Dengan demikian, maka di Prambanan kini masih ada dua
pimpinan prajurit yang merasa masing-masing berkuasa.
Pimpinan yang sebenarnya dan pimpinan bayangan."
"Akulah yang memegang pimpinan sekarang. Semua prajurit
di Prambanan tunduk kepadaku."
"Tidak!" sahut yang datang bersama Sutawijaya. "Aku tetap
pimpinan di sini. Siapa yang tidak tunduk pada perintahku,
kepadanya akan dapat dikenakan hukuman."
"Omong koaong! Jangan hiraukan. Mari kita pergi."
Tetapi ketika mereka sudah mulai bergerak untuk
meninggalkan tempat itu, kembali mereka tertegun karena
Sutawijaya berkata, "Aku hanya mengakui pimpinan yang
seorang, yang datang bersamaku. Bukan karena ia
membenarkan sikapku, tetapi karena ialah yang menerima
kekuasaan dalam jabatan itu. setiap pelanggaran atas
perintahnya, berarti pemberontakan yang akan ditindak."
Wajah pemimpin prajurit yang lain menjadi merah menyala.
Dengan kasarnya ia berkata, "Apakah hakmu berkata
demikian, he anak Sangkal Putung.
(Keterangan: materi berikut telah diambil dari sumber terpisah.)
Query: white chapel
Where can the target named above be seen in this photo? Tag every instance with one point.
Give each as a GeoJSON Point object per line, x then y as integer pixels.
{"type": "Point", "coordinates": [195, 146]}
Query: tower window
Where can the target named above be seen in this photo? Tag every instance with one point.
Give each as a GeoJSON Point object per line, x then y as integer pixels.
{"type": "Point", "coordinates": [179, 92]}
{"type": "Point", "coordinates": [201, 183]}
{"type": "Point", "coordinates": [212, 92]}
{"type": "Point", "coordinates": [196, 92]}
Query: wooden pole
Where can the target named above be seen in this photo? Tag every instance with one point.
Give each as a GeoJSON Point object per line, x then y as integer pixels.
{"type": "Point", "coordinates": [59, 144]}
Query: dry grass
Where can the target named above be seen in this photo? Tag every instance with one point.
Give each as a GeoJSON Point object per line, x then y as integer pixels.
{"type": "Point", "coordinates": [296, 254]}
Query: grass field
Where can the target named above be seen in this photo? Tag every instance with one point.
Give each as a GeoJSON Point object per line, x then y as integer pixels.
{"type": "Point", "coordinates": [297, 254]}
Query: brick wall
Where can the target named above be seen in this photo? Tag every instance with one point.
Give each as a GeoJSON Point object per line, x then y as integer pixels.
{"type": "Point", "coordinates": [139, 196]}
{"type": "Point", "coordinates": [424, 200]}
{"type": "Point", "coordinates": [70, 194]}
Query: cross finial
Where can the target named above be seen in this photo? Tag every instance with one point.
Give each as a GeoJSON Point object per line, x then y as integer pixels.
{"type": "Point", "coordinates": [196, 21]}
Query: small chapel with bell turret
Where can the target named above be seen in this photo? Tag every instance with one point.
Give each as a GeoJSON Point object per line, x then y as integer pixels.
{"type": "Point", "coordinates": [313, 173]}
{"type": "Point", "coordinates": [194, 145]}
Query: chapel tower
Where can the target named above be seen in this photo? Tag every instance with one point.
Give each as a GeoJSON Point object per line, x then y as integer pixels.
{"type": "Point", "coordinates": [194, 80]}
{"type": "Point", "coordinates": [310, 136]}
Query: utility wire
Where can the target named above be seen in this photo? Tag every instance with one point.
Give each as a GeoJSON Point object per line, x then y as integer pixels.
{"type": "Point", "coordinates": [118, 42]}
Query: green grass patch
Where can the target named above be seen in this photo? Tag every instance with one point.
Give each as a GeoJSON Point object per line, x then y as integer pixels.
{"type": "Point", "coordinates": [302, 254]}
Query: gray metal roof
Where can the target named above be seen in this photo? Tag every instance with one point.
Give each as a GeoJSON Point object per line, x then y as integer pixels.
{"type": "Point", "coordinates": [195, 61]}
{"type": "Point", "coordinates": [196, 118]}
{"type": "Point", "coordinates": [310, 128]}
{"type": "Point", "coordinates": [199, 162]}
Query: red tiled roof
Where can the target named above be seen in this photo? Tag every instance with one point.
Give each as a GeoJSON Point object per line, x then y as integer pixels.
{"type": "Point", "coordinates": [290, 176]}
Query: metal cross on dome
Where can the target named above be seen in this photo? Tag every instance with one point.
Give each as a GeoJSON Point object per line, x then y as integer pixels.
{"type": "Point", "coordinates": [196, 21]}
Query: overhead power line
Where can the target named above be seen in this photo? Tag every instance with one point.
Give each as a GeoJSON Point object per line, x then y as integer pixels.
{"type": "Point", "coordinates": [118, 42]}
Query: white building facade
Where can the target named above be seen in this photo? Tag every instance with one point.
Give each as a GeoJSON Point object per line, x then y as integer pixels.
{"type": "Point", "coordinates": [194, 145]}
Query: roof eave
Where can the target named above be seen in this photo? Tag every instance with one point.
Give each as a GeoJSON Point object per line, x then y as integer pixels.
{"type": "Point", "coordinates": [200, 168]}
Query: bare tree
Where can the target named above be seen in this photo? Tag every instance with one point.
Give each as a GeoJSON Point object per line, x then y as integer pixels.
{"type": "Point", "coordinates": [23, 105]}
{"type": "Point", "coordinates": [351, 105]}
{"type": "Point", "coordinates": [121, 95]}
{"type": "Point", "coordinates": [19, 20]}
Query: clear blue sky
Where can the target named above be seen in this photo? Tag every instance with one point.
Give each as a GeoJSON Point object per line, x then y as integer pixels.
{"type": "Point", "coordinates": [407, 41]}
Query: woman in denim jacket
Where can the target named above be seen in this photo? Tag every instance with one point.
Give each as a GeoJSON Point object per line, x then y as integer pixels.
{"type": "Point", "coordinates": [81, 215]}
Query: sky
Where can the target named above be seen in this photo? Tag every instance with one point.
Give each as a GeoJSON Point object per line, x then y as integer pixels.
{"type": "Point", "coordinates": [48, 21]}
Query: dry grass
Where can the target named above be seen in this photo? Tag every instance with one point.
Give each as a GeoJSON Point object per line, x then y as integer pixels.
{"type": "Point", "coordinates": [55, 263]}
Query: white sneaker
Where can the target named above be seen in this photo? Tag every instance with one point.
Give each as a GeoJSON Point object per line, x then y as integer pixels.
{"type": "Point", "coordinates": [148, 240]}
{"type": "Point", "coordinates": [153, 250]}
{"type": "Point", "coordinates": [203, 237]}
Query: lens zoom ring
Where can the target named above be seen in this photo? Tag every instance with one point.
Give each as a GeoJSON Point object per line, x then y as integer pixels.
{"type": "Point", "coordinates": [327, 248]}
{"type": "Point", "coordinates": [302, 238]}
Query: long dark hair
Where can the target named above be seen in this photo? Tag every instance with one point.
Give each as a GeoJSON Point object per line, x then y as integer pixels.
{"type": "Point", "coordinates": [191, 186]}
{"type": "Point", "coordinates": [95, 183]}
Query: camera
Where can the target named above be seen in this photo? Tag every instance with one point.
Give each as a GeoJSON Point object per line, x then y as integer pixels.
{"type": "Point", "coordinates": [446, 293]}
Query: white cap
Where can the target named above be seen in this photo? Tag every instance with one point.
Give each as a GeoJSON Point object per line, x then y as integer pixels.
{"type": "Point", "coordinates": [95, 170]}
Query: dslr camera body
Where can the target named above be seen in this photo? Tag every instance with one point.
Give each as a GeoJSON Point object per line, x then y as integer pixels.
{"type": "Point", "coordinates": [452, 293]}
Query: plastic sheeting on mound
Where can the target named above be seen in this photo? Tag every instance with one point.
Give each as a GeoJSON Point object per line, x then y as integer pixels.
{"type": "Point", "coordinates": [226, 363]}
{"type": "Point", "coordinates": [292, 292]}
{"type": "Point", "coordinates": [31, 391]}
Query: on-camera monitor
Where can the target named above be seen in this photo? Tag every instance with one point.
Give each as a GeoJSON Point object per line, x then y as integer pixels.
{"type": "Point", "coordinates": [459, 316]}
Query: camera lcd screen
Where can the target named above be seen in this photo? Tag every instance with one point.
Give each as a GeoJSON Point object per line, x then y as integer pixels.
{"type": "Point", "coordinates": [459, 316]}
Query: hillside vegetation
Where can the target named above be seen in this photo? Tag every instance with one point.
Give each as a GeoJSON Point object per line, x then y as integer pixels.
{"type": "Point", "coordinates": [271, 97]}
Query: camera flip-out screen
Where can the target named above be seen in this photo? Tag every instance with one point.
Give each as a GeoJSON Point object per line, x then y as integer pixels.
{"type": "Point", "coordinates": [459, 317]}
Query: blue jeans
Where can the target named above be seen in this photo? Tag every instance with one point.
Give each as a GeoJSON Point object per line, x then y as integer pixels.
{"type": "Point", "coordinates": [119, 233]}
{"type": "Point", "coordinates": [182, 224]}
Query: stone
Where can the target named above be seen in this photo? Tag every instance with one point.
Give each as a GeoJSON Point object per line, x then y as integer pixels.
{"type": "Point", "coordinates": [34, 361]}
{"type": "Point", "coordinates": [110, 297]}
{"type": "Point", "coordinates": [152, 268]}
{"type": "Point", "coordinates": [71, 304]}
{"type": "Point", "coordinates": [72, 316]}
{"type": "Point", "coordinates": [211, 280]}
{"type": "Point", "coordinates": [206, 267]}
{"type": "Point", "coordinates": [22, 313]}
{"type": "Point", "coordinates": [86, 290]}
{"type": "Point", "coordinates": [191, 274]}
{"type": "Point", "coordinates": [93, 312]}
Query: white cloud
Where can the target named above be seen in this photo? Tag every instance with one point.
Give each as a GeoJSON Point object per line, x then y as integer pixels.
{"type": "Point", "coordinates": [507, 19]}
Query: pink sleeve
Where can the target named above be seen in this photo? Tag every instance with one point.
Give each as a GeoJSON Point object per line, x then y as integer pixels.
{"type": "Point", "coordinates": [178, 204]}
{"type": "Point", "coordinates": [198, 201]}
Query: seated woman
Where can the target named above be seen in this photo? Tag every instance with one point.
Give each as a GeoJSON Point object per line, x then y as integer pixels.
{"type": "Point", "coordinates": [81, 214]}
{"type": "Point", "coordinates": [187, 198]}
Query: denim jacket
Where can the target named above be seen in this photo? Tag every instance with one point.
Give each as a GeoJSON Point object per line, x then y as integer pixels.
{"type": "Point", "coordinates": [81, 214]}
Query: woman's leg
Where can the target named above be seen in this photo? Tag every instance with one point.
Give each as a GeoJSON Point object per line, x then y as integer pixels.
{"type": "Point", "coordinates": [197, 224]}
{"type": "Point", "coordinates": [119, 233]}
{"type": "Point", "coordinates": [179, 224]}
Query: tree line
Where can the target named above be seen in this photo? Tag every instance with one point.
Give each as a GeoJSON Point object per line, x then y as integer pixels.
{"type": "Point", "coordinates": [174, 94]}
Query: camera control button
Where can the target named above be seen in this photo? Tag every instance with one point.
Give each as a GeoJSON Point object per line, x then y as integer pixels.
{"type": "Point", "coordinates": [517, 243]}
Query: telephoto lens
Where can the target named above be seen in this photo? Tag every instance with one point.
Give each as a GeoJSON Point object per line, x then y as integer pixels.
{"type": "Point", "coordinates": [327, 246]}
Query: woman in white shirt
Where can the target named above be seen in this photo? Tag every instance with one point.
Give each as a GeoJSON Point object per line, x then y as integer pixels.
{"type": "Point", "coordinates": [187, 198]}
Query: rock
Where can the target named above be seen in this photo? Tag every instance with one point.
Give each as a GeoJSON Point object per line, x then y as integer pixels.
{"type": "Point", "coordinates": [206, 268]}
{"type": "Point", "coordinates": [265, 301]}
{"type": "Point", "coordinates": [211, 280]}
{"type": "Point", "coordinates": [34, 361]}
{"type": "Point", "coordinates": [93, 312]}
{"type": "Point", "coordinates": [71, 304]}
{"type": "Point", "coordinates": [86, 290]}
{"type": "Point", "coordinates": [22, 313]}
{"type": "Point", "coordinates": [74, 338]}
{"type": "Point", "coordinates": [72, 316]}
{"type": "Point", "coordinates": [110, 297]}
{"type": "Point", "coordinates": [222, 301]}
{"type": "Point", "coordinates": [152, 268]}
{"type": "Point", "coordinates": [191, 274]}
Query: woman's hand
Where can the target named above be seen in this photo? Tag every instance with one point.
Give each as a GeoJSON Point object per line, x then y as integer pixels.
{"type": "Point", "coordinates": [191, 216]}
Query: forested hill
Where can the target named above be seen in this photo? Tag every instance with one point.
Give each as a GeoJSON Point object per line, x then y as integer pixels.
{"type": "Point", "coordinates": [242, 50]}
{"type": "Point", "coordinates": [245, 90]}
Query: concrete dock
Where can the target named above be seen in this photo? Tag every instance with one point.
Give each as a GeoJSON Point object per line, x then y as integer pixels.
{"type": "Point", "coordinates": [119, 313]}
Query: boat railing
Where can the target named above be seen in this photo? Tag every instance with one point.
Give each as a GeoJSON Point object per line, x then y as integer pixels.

Prambanan bukan
bawahan Sangkal Putung, meskipun kebetulan pemimpin
kami berada di sana. Tetapi kami hanya bertanggung jawab
kepada Ki Untara. Kalau kau tidak mau mengakui kami, kami
tidak berkeberatan. Tetapi sebenarnya bahwa kami ingin
menangkap kalian dan mengikat di halaman banjar desa."
Prajurit itu tidak berpaling ketika Sutawijaya berkata, "Tunggu."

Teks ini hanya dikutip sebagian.